Они покорно вытянулись, неторопливо зашелестели тетрадями.
«А капсула где?»
С капсулой, конечно, вышел промах. Он всячески старался не выдавать своей растерянности, но они уловили её, волчата, уловили и вылавировали своими глумливыми взглядами к трёхлитровой банке, стоящей на его столе. И вопросительно перевели глаза на него, а он стоял как оплёванный. По классу прошёл довольный стон. Буркнул один, прыснул второй, и одна из Каштанок широко раскрыла глаза, наполненные таким воодушевлением, будто она на конкурсе красоты победила.
«Банка?»
«Это… это и есть наша капсула?»
Класс заржал, зарумянился, захрюкал — банка на столе и правда выглядела жутким издевательством над славной идеей капсулы: недомытая, дородная, мутная, и какая-то мещанская гордость ощущалась в её крикливой круглости.
«Трёхлитровик времени…» — сказал кто-то.
«Может, лучше на пиво, Олег Иванович?»
«Скинемся вам на банку и домой?»
Виноват во всём был учитель труда, который ещё месяц назад обещал сделать в школьной мастерской красивый и аккуратный футляр из стали. Ещё и надпись выгравировать клялся, падла. Но вчера он снова встретил трудовика возле магазина «Изумруд» — оказалось, что тот и не собирался выходить из очередного запоя. Его вообще трезвым никогда не видели — у каждого свой креативный подход к работе. Трудовик как раз взял новую порцию чернил и был в хорошем настроении.
«Иваныч, да я тебе такую капсулу сделаю — в космос отправить можно! — полез он обниматься. — Я же в секретной лаборатории работал, ты же в курсе… Завтра будет готово! Иваныч, ты меня знаешь! Не подведу!»

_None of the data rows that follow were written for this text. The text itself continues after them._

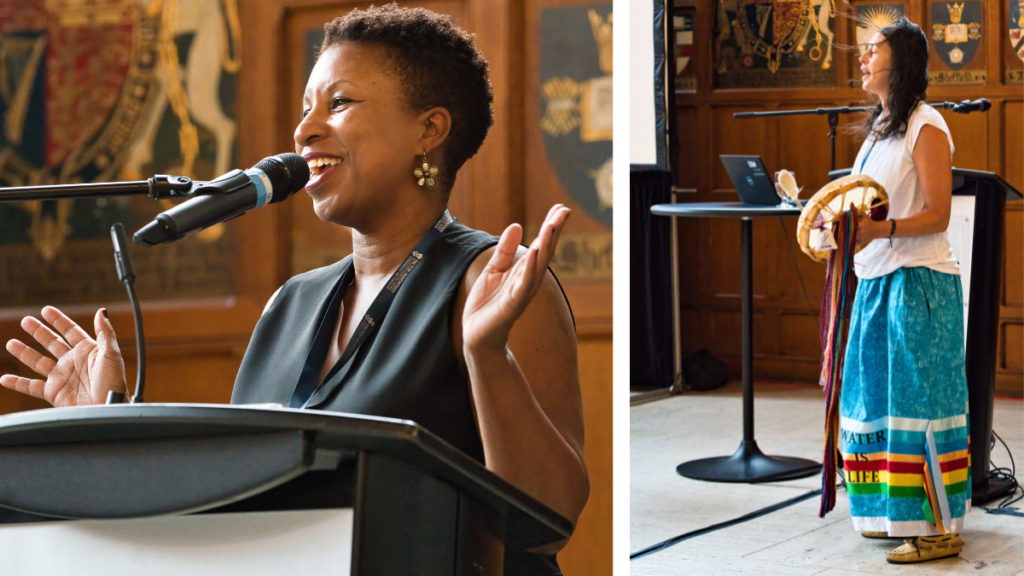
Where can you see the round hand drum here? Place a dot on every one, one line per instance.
(825, 207)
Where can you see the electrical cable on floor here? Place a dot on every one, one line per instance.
(803, 287)
(758, 513)
(1005, 475)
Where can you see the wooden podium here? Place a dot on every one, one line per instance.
(983, 283)
(217, 489)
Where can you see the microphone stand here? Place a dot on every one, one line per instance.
(157, 188)
(833, 114)
(126, 274)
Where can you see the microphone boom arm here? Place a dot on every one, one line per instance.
(157, 188)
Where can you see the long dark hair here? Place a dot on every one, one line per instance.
(907, 81)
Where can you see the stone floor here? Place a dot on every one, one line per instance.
(788, 420)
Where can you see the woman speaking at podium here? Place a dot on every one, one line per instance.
(428, 320)
(904, 389)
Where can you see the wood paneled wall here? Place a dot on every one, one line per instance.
(785, 339)
(195, 346)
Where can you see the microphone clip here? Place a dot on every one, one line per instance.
(163, 186)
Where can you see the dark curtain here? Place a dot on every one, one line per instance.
(650, 282)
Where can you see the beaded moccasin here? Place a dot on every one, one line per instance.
(924, 548)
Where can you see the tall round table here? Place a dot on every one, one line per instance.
(749, 463)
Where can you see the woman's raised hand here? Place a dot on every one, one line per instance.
(506, 286)
(85, 369)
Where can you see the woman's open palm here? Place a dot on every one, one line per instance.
(85, 369)
(506, 286)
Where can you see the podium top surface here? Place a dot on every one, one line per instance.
(722, 210)
(345, 434)
(962, 178)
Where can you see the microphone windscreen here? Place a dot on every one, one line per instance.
(288, 173)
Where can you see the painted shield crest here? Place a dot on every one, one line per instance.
(773, 28)
(956, 31)
(576, 94)
(1017, 27)
(684, 41)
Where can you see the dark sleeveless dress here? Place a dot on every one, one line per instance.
(412, 374)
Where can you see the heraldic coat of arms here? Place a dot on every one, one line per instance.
(98, 90)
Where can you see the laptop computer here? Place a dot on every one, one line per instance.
(752, 180)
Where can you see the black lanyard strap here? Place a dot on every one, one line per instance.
(308, 380)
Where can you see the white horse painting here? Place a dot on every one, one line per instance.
(201, 79)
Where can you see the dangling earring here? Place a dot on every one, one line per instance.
(427, 174)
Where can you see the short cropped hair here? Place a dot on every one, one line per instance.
(437, 64)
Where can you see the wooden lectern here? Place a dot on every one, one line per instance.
(983, 284)
(217, 489)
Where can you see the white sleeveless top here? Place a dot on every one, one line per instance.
(890, 162)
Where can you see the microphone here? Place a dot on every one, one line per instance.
(274, 178)
(967, 107)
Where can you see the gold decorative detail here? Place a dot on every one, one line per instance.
(561, 114)
(881, 16)
(602, 182)
(187, 133)
(974, 31)
(955, 11)
(78, 13)
(230, 37)
(426, 174)
(602, 35)
(583, 256)
(16, 94)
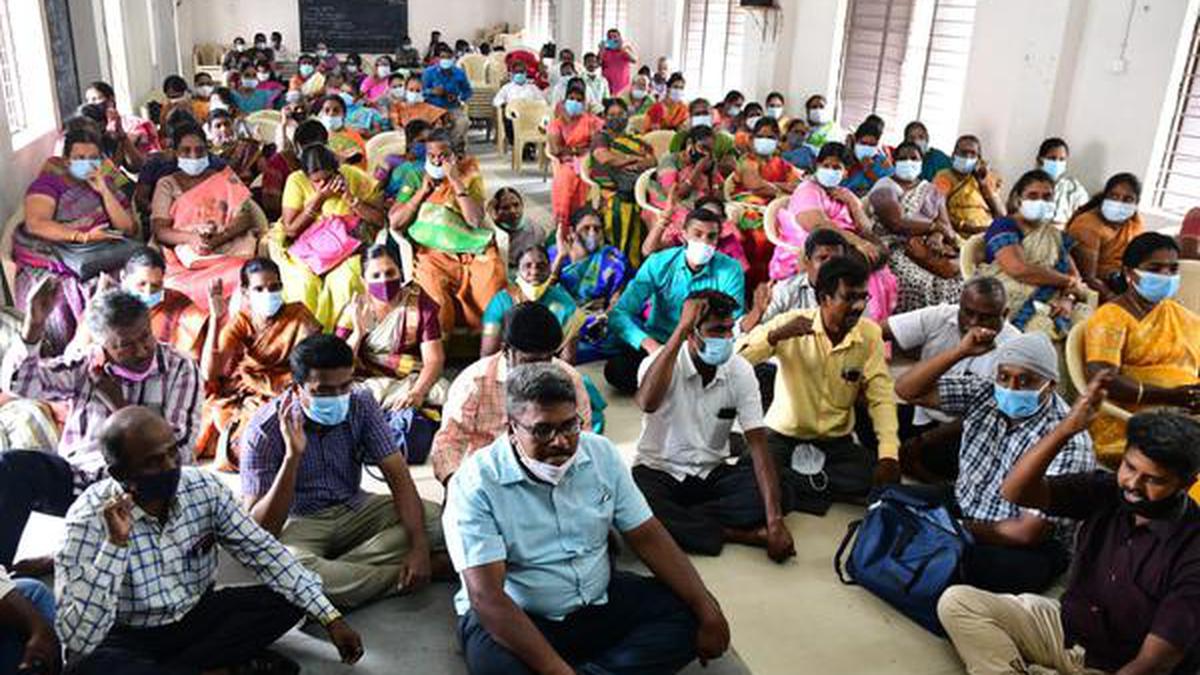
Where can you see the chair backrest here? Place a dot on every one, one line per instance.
(1189, 285)
(971, 255)
(660, 141)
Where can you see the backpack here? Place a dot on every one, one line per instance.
(907, 550)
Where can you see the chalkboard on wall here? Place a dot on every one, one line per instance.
(353, 25)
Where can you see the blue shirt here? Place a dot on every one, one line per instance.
(552, 539)
(665, 281)
(454, 81)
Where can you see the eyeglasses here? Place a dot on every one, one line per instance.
(545, 432)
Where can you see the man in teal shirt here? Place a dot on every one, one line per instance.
(665, 280)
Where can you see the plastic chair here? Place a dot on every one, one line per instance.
(382, 145)
(971, 255)
(528, 119)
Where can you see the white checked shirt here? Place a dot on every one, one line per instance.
(689, 435)
(165, 568)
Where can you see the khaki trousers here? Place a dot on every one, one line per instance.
(359, 553)
(1002, 634)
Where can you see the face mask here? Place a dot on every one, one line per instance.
(193, 167)
(1055, 168)
(156, 487)
(1037, 210)
(699, 252)
(333, 123)
(964, 165)
(828, 177)
(82, 168)
(863, 151)
(907, 169)
(1017, 404)
(265, 304)
(765, 147)
(1117, 211)
(328, 411)
(384, 291)
(436, 172)
(715, 351)
(1157, 287)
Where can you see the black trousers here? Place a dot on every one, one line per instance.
(696, 511)
(642, 629)
(226, 628)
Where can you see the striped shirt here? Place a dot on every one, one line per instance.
(166, 567)
(173, 390)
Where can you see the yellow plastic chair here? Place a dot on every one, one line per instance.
(528, 119)
(382, 145)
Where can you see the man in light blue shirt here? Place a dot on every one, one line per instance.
(527, 524)
(445, 85)
(665, 280)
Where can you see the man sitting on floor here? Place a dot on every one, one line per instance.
(1131, 604)
(691, 392)
(1017, 550)
(527, 523)
(930, 442)
(301, 469)
(663, 281)
(828, 357)
(125, 366)
(135, 578)
(474, 414)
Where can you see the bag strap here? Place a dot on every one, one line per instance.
(841, 550)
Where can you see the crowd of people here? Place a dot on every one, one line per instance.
(294, 312)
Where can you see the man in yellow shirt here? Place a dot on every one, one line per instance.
(828, 357)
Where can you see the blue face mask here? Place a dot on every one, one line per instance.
(1018, 404)
(715, 351)
(1157, 287)
(328, 411)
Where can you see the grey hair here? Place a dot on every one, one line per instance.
(114, 309)
(540, 383)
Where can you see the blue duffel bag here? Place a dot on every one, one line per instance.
(907, 550)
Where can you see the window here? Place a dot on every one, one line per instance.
(713, 43)
(601, 16)
(904, 60)
(541, 17)
(1177, 186)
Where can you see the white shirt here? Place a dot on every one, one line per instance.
(689, 435)
(936, 330)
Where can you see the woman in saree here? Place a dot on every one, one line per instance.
(394, 329)
(73, 201)
(569, 137)
(671, 112)
(618, 157)
(249, 364)
(762, 175)
(594, 273)
(971, 190)
(822, 202)
(1030, 256)
(1147, 341)
(204, 219)
(1101, 230)
(341, 205)
(911, 220)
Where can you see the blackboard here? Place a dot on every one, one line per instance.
(353, 25)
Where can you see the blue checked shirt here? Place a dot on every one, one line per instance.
(165, 568)
(993, 443)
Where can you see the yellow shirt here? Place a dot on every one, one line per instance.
(299, 190)
(819, 383)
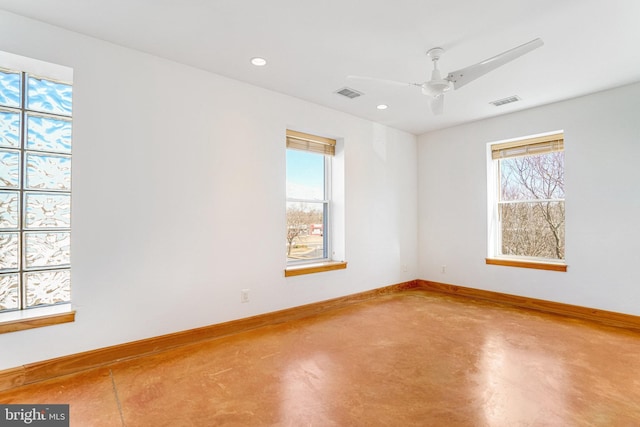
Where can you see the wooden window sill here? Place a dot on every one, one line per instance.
(314, 268)
(36, 318)
(552, 266)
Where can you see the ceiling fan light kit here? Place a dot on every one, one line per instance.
(437, 86)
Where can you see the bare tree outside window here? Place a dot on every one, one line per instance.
(531, 206)
(304, 231)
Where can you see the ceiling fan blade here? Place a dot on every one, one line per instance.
(463, 76)
(437, 104)
(384, 81)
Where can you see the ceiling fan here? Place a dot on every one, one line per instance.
(437, 86)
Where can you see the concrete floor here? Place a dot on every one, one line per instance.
(409, 359)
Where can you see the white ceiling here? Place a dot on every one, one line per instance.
(312, 46)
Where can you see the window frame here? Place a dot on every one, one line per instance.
(326, 147)
(33, 316)
(520, 147)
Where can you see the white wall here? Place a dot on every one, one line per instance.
(178, 197)
(602, 173)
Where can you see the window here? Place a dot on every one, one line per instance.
(35, 189)
(527, 217)
(309, 214)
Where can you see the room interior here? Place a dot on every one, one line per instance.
(179, 166)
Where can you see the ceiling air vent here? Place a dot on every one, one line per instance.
(349, 93)
(507, 100)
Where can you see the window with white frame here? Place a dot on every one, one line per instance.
(308, 198)
(527, 199)
(35, 188)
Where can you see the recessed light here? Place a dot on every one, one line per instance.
(258, 62)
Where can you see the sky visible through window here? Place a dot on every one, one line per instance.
(305, 175)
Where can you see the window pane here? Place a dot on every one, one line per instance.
(48, 134)
(48, 96)
(9, 292)
(47, 287)
(9, 251)
(305, 231)
(9, 169)
(9, 209)
(47, 210)
(533, 229)
(10, 88)
(47, 249)
(305, 175)
(532, 177)
(9, 129)
(48, 172)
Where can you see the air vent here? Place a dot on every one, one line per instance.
(349, 93)
(507, 100)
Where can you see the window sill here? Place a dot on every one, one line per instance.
(314, 268)
(552, 266)
(36, 318)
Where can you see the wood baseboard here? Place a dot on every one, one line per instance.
(48, 369)
(65, 365)
(609, 318)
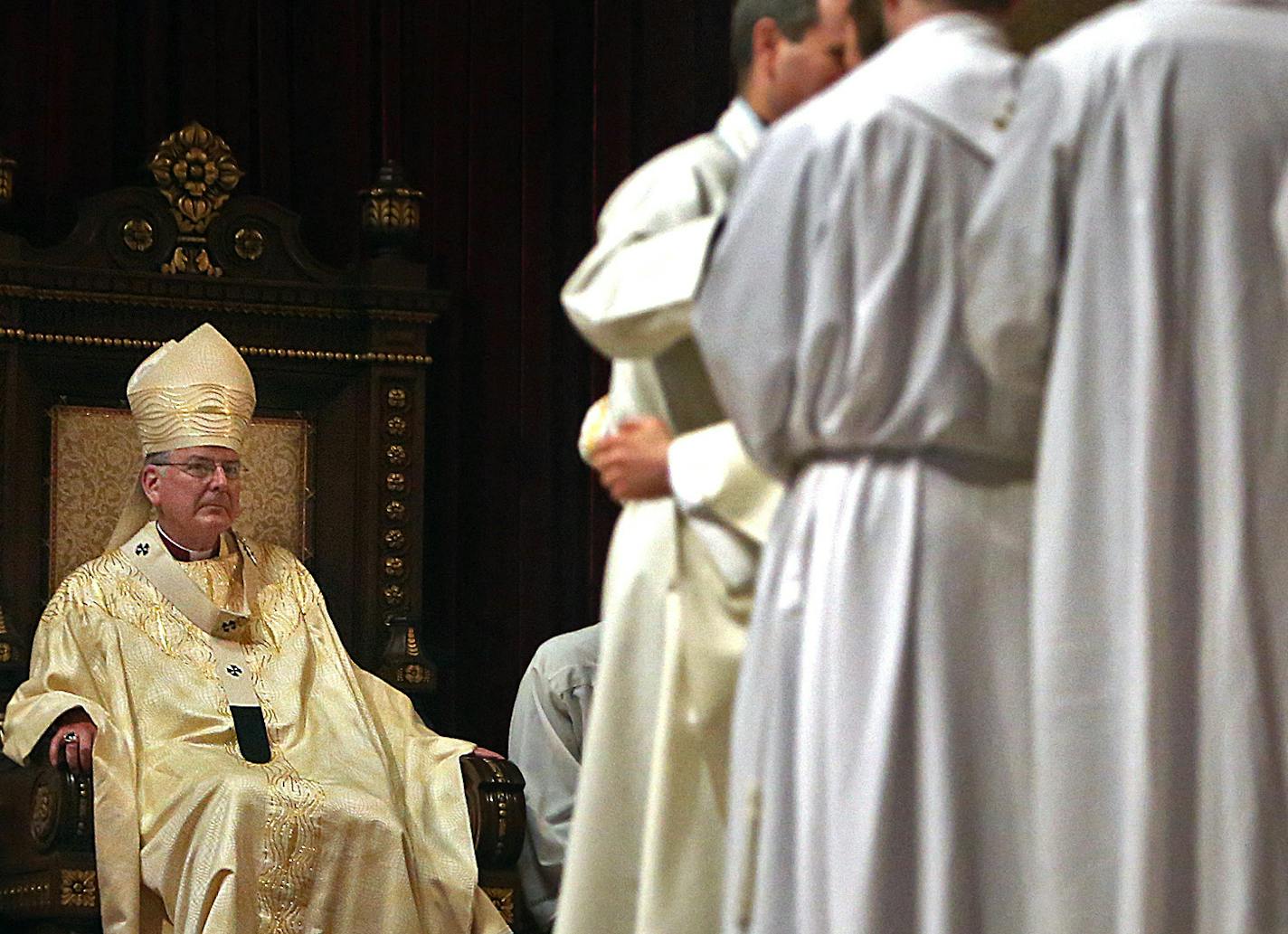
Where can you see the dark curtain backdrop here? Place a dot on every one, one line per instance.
(516, 120)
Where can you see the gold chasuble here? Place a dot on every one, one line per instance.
(357, 821)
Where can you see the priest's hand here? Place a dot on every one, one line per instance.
(72, 743)
(631, 463)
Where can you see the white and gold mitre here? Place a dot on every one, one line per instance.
(191, 393)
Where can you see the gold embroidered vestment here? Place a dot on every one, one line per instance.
(357, 822)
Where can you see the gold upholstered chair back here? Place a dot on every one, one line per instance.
(94, 460)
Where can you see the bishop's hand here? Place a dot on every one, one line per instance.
(72, 743)
(632, 463)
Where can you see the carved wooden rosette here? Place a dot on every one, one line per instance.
(196, 173)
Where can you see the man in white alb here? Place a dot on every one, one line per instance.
(880, 731)
(1127, 267)
(647, 843)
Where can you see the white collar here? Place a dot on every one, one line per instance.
(192, 555)
(740, 127)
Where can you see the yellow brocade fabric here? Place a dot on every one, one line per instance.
(358, 821)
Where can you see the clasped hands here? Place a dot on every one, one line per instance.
(72, 743)
(632, 461)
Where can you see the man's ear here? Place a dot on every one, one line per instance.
(148, 479)
(765, 38)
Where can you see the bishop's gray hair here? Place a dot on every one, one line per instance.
(793, 18)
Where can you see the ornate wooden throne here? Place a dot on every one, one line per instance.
(339, 360)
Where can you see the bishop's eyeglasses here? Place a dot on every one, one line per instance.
(204, 467)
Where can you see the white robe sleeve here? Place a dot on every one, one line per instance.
(632, 294)
(713, 476)
(1014, 251)
(749, 315)
(1282, 230)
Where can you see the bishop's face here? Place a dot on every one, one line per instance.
(194, 504)
(826, 52)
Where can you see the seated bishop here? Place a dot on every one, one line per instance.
(248, 776)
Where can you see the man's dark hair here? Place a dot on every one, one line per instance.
(793, 18)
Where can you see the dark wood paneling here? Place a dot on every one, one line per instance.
(516, 120)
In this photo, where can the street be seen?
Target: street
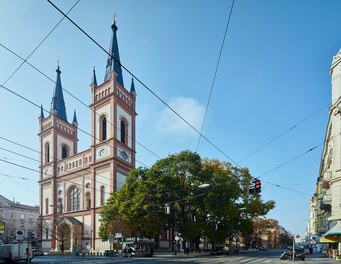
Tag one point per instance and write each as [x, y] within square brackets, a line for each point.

И так каждый раз. Надоело уже напоминать — он не из тех, кто умеет просить дважды. Да пан Директор по-прежнему цеплялся: конкурс креативности среди учителей в самом разгаре, а идея его так и оставалась идеей. Как ни встретит его, всё спрашивает: готова капсула или нет? И что его заставило месяц назад ляпнуть про этот свой оригинальный замысел? Промолчал бы, провёл викторину, раздал бы детям просроченные витамины отечественной поэзии — и забыл. А так попал в ловушку собственной гениальной идеи. На него начали смотреть с уважением и ещё большей завистью, пан Директор считал, что победа на конкурсе у них в кармане, и здоровался с ним, как с равным. Надо было что-то делать.
Фамилия директора была Барсук, имел он и отчество, этот неотъемлемый атрибут учительской власти, но почему-то любил, когда его называли паном. Может, потому и любил, что сам был историк. Историк с кашей в голове и неразборчивой любовью к иноземным словам: инновация в его устах звучала ватной подкладкой, а симулякры превращались в симулярки. Пан Директор был одержим креативностью: мое кредо — креационизм, гордо каркал он, и от вас я жду прежде всего креационизма. «Забудьте всё, чему вас учили, на одном стаже у меня никто не выедет!» Уныло сидя на стожках своего стажа, учителя всё же как-то выезжали — и никто не упал с воза. Прилипчивый, но невнимательный был пан Директор — с такими можно сосуществовать, главное — навык.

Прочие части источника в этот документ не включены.